Miré a mi padre, en la cama, con un tubo metido por la nariz, otro en el brazo, el pelo recogido en una redecilla, la boca abierta.
—¿Entonces va a ponerse bien? —dijo mi madre—. ¿Mejorará?
La doctora Thanh pareció verdaderamente apenada.
—No, me temo que no. Cuando las venas se rompieron, las partes adyacentes de su cerebro fueron destruidas por el chorro de sangre que entró en el tejido. Está…
—¿Está qué? —exigió saber mi madre, la voz llena de pánico—. No va a convertirse en un vegetal, ¿verdad? Oh, Dios, mi pobre Cliff. Oh, Jesús, Dios mío…
Miré a mi padre, e hice algo que no había hecho desde hacía cinco años. Empecé a llorar. Los ojos se me nublaron y la mente también. Mientras la doctora continuaba hablando con mi madre, oí las palabras «severo retraso», «afasia completa» y «hospitalizar».
No iba a volver. No se marchaba, pero no iba a regresar. Y mis últimas palabras que quedarían grabadas para siempre en su conciencia eran…
—Jake.
La doctora Thanh me llamaba por mi nombre. Me sequé los ojos. Ella se había puesto de pie y me estaba mirando.
—Jake, ¿qué edad tienes?
Soy lo bastante mayor, pensé. Soy lo bastante mayor para ser el hombre de la casa. Me encargaré de esto, cuidaré a mi madre.
—Diecisiete.
Ella asintió.
—Deberías hacerte una resonancia tú también, Jake.
—¿Qué? —dije, y mi corazón empezó de pronto a redoblar—. ¿Por qué?
La doctora Thanh alzó sus delicadas cejas y habló en voz muy muy baja.
—El síndrome de Katerinsky es hereditario.
Sentí que volvía a dejarme llevar por el pánico.
—¿Quiere… quiere decir que yo podría acabar como papá?
—Hazte esa resonancia —dijo ella—. No tienes por qué tener necesariamente el Katerinsky, pero podrías.
No lo soportaría, pensé. No podría soportar vivir como un vegetal. O tal vez hice más que pensarlo: la mujer me sonrió amable, sabiamente, como si me hubiera oído decir esas palabras en voz alta.
—No te preocupes.
—¿Que no me preocupe? —Sentía la boca seca—. Ha dicho que esta… esta enfermedad es incurable.
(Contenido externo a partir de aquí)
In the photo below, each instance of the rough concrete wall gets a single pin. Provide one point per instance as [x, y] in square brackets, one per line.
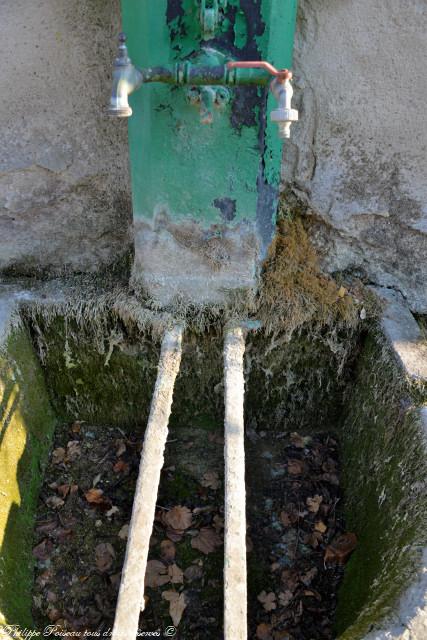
[358, 153]
[64, 188]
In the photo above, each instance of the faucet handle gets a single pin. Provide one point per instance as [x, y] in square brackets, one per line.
[281, 88]
[281, 74]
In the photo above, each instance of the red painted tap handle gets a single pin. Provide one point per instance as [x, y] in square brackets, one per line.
[282, 74]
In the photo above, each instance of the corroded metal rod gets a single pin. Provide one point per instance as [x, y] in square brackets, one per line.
[235, 580]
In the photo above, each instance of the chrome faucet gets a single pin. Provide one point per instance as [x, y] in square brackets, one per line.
[206, 81]
[126, 79]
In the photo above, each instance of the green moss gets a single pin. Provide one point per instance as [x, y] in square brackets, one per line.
[94, 373]
[27, 423]
[384, 466]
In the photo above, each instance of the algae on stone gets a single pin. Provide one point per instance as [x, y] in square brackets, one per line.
[384, 474]
[27, 423]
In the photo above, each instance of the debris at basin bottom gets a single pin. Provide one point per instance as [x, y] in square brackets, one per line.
[131, 593]
[80, 536]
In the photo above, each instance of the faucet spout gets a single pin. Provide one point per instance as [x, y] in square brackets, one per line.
[126, 79]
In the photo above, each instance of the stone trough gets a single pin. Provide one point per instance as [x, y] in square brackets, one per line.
[61, 361]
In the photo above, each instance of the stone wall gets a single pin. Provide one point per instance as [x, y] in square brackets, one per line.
[357, 155]
[64, 187]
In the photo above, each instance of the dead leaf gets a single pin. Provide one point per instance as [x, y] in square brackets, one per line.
[206, 540]
[121, 467]
[61, 535]
[331, 478]
[156, 574]
[53, 614]
[296, 467]
[314, 503]
[179, 518]
[167, 550]
[320, 526]
[55, 502]
[177, 605]
[289, 579]
[73, 450]
[43, 550]
[45, 577]
[309, 576]
[58, 455]
[95, 496]
[124, 532]
[268, 600]
[285, 598]
[263, 631]
[64, 490]
[211, 480]
[285, 519]
[340, 548]
[193, 572]
[104, 556]
[121, 448]
[218, 523]
[313, 539]
[174, 535]
[175, 574]
[47, 526]
[76, 426]
[300, 442]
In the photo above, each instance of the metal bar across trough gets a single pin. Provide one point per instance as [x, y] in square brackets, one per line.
[235, 580]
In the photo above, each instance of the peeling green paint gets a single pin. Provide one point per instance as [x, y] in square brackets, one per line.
[179, 165]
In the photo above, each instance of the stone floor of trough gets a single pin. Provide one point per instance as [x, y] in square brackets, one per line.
[297, 544]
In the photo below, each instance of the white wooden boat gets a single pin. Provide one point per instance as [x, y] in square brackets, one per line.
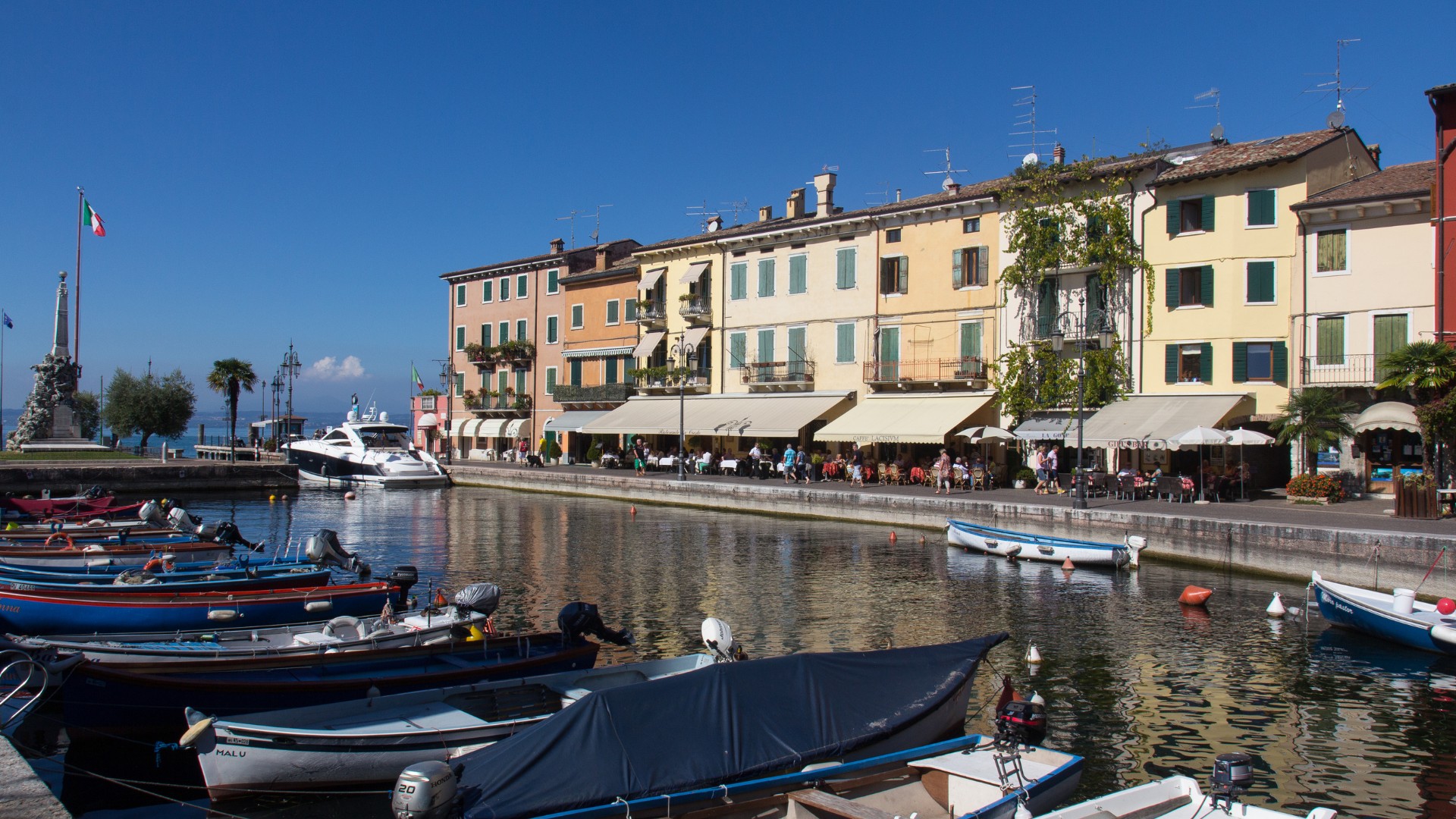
[1022, 545]
[370, 741]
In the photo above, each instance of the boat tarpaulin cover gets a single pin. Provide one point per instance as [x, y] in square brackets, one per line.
[715, 725]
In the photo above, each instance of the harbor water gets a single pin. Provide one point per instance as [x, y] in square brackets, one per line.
[1139, 686]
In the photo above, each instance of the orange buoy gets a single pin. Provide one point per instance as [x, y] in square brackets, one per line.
[1194, 596]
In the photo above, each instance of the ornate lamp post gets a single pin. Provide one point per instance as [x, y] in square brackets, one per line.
[1104, 333]
[682, 350]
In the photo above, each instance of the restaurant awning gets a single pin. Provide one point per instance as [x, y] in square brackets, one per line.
[650, 279]
[910, 419]
[573, 422]
[1388, 416]
[695, 271]
[762, 416]
[648, 343]
[1147, 422]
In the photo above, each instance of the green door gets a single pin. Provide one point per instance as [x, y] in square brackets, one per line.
[1389, 335]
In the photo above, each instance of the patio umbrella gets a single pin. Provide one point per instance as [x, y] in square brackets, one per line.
[1200, 436]
[1247, 438]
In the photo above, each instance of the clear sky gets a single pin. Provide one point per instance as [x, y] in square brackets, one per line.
[305, 171]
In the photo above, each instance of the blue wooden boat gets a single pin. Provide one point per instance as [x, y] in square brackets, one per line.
[95, 613]
[1398, 618]
[1022, 545]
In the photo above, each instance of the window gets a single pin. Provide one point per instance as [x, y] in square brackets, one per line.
[968, 267]
[737, 350]
[799, 275]
[1190, 216]
[1261, 209]
[845, 268]
[1188, 287]
[739, 280]
[845, 343]
[894, 275]
[1331, 253]
[1260, 283]
[1329, 341]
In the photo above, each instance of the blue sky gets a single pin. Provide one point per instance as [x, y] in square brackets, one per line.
[305, 171]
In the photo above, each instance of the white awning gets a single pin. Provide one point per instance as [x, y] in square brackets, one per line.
[648, 343]
[695, 335]
[1147, 422]
[1388, 416]
[761, 416]
[650, 279]
[695, 271]
[905, 419]
[574, 420]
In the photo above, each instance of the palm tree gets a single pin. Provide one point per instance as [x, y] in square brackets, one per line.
[229, 378]
[1316, 417]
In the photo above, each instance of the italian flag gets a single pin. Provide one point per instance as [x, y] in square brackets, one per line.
[92, 219]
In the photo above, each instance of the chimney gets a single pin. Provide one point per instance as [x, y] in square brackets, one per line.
[795, 205]
[824, 184]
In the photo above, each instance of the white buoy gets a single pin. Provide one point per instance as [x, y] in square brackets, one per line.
[1276, 607]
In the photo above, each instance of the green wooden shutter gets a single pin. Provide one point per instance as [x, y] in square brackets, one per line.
[1241, 362]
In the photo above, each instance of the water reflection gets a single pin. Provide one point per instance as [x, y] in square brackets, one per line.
[1139, 684]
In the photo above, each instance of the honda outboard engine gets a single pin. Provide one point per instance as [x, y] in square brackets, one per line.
[720, 642]
[577, 620]
[324, 550]
[425, 790]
—Es cierto. El síndrome de Katerinsky implica defectos tan profundos en el cerebro que no pueden ser reparados quirúrgicamente… todavía. Pero sólo tienes diecisiete años y la ciencia médica va al galope. ¡Los progresos que hemos hecho desde que yo empecé a ejercer! ¿Quién sabe qué podrán hacer dentro de otros veinte o treinta años?